Melting Finnish ice cave bodes ill for climate change

sunIn an alarming sign that global warming is an immediate and present reality, an ancient ice cave located at Lake Inari has melted this year for the first time in living memory. The cave, located on Finland’s island of Korkia-Maura has been a traditional Saami site for the summer storage of food such as fish and game for generations.

The Helsingin Sanomat newspaper has reported, however, that the ice cave has now melted into a pool of water. Finnish geologist Aimo Kejonen from the Geological Survey of Finland has been studying the ice cave for 20 years, and puts the blame for the surprise melt-off squarely on global warming.

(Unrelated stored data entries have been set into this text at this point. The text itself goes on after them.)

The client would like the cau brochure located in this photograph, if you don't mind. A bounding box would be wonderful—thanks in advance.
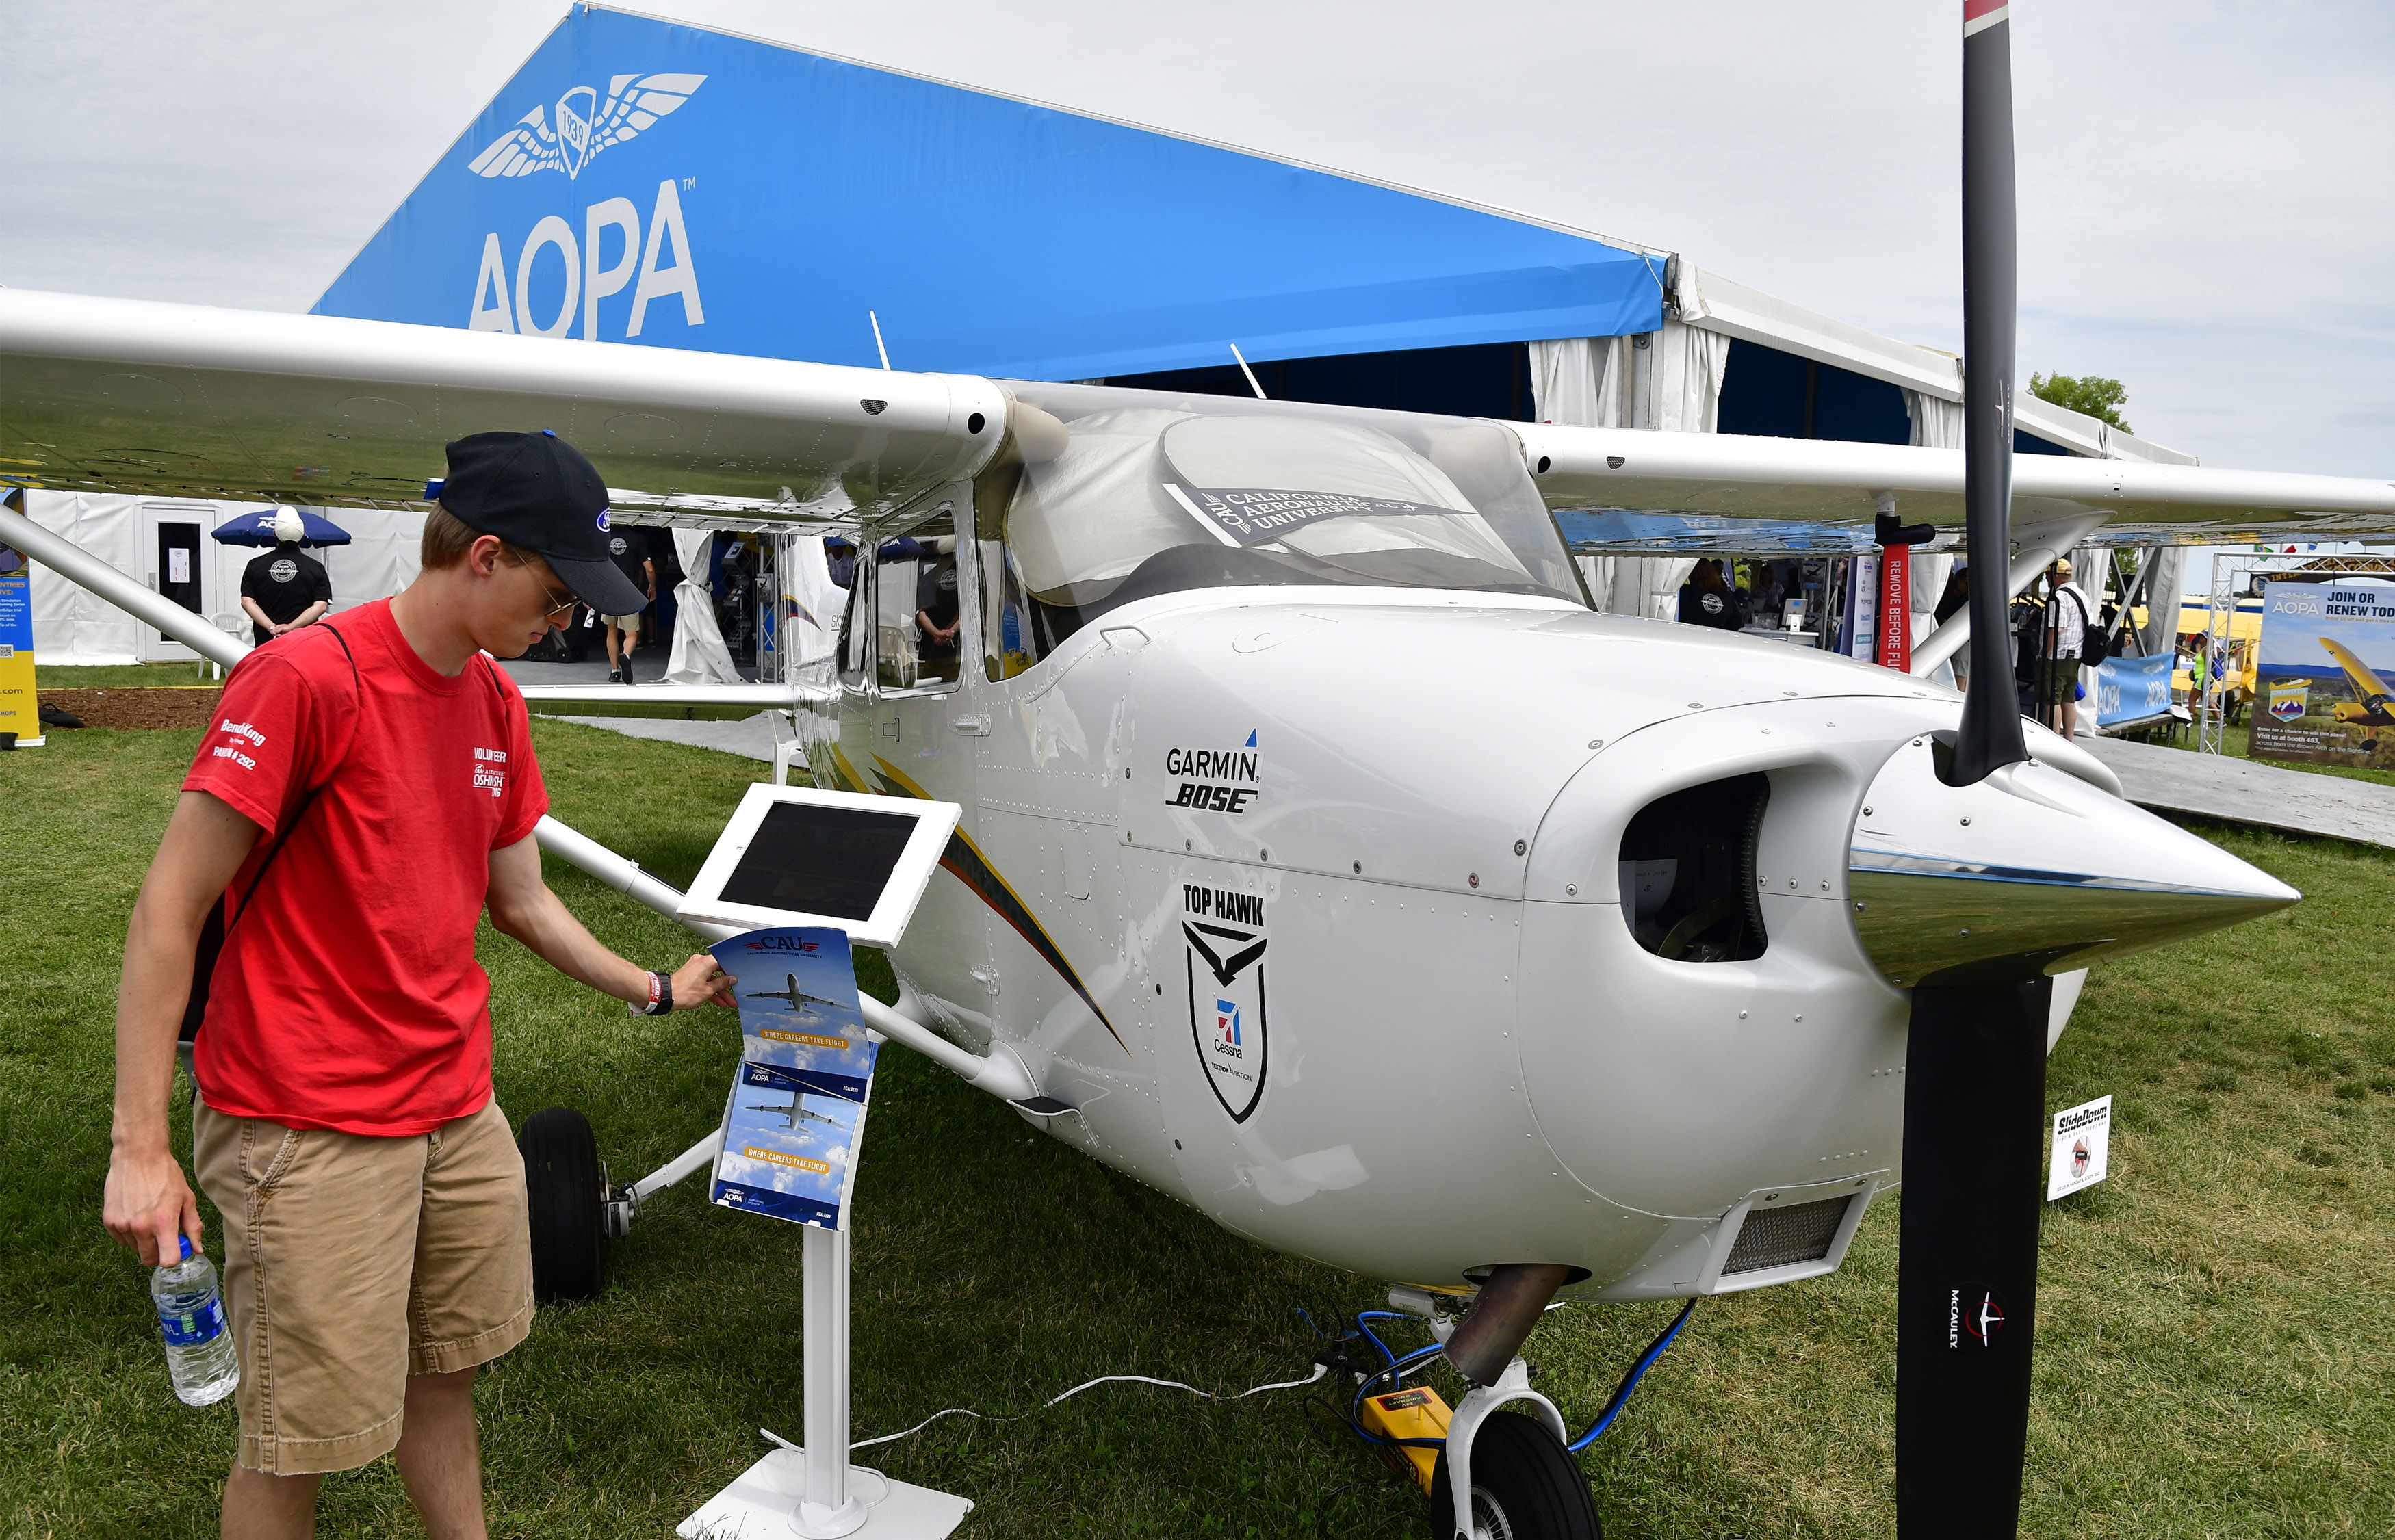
[708,926,879,1230]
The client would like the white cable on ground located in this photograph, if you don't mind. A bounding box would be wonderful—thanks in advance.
[758,1360,1330,1456]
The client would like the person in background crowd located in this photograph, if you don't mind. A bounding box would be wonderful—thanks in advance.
[601,527,655,683]
[1676,558,1744,631]
[237,508,333,646]
[2038,556,2095,738]
[824,535,857,590]
[1934,563,1970,626]
[916,548,961,663]
[1750,562,1787,619]
[103,430,734,1540]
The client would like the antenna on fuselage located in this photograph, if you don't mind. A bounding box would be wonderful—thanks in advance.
[1228,342,1267,400]
[869,311,892,370]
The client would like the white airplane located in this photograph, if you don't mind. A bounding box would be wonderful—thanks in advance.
[745,1098,844,1136]
[745,972,845,1018]
[8,22,2392,1538]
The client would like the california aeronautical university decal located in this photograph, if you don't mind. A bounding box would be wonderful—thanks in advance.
[1947,1284,2008,1349]
[1184,881,1269,1122]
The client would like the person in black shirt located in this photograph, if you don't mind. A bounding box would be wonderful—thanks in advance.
[237,508,332,645]
[1676,559,1744,631]
[915,551,961,679]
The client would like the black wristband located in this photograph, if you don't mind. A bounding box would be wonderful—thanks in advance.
[644,971,674,1015]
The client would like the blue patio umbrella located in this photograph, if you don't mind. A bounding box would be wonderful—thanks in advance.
[209,506,351,548]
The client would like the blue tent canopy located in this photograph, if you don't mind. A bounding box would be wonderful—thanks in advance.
[315,4,1664,382]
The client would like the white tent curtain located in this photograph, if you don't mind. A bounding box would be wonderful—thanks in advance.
[1652,319,1731,435]
[320,508,425,614]
[664,528,740,685]
[1904,390,1966,448]
[21,491,429,664]
[24,492,142,664]
[781,530,842,669]
[1527,337,1626,428]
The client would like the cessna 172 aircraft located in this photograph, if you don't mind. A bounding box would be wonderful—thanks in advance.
[6,9,2394,1535]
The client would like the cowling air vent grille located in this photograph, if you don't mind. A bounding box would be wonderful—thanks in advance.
[1722,1196,1851,1275]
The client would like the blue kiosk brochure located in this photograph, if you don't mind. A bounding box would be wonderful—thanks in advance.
[708,926,881,1230]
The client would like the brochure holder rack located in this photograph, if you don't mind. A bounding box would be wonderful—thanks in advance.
[676,789,972,1539]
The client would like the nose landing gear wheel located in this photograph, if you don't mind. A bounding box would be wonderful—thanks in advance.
[1428,1410,1601,1540]
[519,1106,605,1302]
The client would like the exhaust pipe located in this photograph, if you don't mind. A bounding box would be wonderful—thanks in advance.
[1445,1263,1577,1387]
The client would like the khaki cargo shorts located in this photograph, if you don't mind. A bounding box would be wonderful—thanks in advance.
[193,1097,535,1474]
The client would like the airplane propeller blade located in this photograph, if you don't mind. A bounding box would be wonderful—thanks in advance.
[1896,7,2049,1533]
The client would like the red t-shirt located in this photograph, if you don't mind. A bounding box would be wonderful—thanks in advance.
[182,600,548,1136]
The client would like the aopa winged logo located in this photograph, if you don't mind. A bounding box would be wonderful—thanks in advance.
[467,73,707,181]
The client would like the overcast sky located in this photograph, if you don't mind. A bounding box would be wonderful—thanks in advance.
[4,0,2388,481]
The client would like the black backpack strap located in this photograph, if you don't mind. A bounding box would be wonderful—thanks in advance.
[181,623,361,1045]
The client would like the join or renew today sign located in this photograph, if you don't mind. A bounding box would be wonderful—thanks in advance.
[708,926,877,1230]
[0,547,38,747]
[2047,1095,2112,1202]
[2251,575,2395,770]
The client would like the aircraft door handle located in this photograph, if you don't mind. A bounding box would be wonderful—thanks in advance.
[881,717,900,739]
[953,716,989,736]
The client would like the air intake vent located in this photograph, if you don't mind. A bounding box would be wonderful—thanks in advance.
[1722,1195,1851,1275]
[1617,772,1770,962]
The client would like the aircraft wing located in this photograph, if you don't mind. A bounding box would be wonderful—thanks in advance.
[2320,638,2394,710]
[1516,423,2395,550]
[0,289,1006,517]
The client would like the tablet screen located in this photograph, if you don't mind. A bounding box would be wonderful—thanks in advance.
[717,801,924,922]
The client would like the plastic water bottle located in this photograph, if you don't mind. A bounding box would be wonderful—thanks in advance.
[153,1235,238,1407]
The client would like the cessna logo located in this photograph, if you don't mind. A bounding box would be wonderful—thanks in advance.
[467,73,707,181]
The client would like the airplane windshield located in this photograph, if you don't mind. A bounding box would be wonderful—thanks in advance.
[979,383,1583,667]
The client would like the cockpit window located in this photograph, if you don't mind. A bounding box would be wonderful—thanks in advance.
[983,382,1583,658]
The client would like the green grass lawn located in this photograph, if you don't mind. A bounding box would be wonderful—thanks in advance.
[2176,718,2395,789]
[3,725,2389,1537]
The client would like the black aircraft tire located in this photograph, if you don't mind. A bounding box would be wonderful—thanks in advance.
[519,1106,604,1302]
[1427,1410,1602,1540]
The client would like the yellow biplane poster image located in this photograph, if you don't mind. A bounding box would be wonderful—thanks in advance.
[2252,575,2395,768]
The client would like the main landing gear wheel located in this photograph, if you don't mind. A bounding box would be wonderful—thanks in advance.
[519,1106,604,1302]
[1428,1410,1601,1540]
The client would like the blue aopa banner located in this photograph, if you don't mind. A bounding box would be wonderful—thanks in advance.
[2093,651,2173,729]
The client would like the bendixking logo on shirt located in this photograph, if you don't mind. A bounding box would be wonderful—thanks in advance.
[472,746,508,799]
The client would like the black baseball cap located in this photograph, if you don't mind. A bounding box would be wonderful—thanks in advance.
[435,430,647,615]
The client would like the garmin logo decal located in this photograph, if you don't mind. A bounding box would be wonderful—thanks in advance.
[467,73,707,181]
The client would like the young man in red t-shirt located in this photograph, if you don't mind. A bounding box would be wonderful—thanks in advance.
[103,431,736,1538]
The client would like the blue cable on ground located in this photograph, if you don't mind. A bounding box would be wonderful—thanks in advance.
[1565,1298,1698,1452]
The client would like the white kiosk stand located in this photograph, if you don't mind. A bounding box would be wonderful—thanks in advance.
[671,786,974,1540]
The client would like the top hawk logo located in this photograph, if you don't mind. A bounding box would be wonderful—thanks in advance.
[467,73,707,181]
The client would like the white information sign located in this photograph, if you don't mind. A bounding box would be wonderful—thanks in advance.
[2046,1094,2112,1201]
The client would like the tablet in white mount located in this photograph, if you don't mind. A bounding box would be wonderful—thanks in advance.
[677,784,961,950]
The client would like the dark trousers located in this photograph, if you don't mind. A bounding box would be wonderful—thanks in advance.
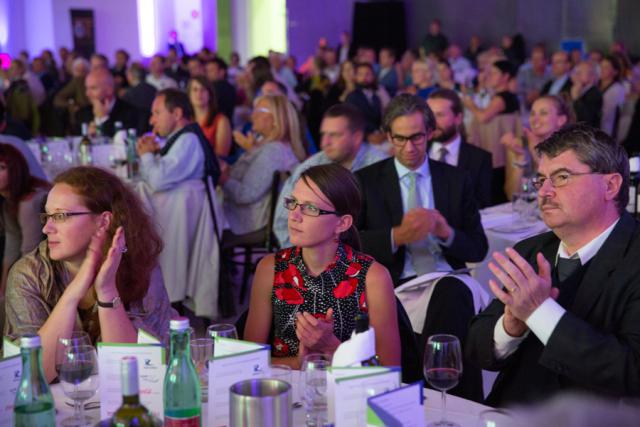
[418,276,484,402]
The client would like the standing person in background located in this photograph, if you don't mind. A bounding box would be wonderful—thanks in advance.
[188,76,232,158]
[464,60,521,204]
[421,19,449,58]
[570,61,603,128]
[599,55,626,138]
[0,144,49,294]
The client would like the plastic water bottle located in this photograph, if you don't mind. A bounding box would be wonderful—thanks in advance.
[13,334,55,427]
[163,318,201,426]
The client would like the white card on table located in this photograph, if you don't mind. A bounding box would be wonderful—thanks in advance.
[366,381,425,427]
[3,337,20,358]
[327,366,401,427]
[137,328,161,344]
[207,337,270,427]
[97,343,165,420]
[0,355,22,426]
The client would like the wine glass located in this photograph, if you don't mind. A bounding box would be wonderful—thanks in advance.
[59,344,99,426]
[301,354,331,427]
[190,337,214,403]
[424,334,463,427]
[55,331,91,377]
[207,323,238,339]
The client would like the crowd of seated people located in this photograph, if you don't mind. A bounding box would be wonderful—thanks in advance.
[1,19,640,410]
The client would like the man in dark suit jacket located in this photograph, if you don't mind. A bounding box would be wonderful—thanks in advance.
[427,89,492,208]
[570,61,603,129]
[345,62,382,137]
[205,58,236,125]
[466,124,640,407]
[540,51,573,96]
[75,67,140,136]
[356,94,488,401]
[122,62,156,134]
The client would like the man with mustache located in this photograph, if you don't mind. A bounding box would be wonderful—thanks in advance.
[427,89,492,208]
[466,124,640,406]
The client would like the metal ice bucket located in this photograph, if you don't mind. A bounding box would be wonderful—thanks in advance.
[229,378,292,427]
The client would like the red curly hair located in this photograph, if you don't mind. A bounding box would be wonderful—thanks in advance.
[53,167,163,304]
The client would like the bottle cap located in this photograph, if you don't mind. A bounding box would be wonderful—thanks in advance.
[20,334,41,348]
[121,356,139,396]
[355,313,370,333]
[170,317,190,331]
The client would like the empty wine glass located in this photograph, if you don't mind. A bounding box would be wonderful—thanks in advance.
[301,354,331,427]
[424,334,463,427]
[55,331,91,377]
[59,344,99,426]
[207,323,238,339]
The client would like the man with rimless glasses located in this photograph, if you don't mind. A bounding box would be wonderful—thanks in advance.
[355,94,488,401]
[467,124,640,406]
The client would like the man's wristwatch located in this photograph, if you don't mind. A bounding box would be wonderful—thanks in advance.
[97,295,122,309]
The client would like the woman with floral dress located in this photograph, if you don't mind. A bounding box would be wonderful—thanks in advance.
[244,164,400,368]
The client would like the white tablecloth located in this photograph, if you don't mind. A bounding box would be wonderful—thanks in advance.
[472,203,548,291]
[52,370,493,426]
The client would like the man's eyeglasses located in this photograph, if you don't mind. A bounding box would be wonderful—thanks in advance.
[40,212,94,225]
[531,171,602,190]
[390,132,427,147]
[283,196,339,217]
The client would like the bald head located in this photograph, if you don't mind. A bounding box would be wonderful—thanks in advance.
[85,67,115,103]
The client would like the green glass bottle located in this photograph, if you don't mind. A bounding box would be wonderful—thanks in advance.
[13,334,55,427]
[112,356,154,427]
[163,318,201,426]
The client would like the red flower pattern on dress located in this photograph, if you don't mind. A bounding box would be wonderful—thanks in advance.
[333,277,359,299]
[344,245,354,261]
[275,287,304,305]
[272,337,290,357]
[359,292,368,312]
[312,313,327,320]
[274,264,307,290]
[345,262,362,277]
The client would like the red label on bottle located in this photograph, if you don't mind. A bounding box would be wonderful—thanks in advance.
[164,415,201,427]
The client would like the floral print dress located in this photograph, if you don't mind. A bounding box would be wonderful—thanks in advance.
[271,243,374,357]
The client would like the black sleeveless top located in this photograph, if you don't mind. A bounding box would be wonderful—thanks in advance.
[270,243,374,357]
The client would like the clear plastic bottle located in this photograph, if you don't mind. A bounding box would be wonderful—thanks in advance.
[13,334,55,427]
[163,318,201,426]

“As a consequence of global warming, the cold reserves formed over the winter are smaller than before. The freezing mark on the wall appears to have come lower over the past few years,” Kejonen remarked.

The ice cave first formed during the Little Ice Age around 1,000 years ago. The cave is about three metres high and 15 metres long, and usually contains an ice layer up to two metres thick on its walls. The indigenous Saami people have long used the cave to keep their meat fresh as the ice remained intact in the summer.

Kejonen told Helsingin Sanomat that although the water in the cave’s pool will probably freeze again over the winter, it will also most likely melt again next spring. “It may be that the ice in the cave will thaw every year from now on,” he speculated.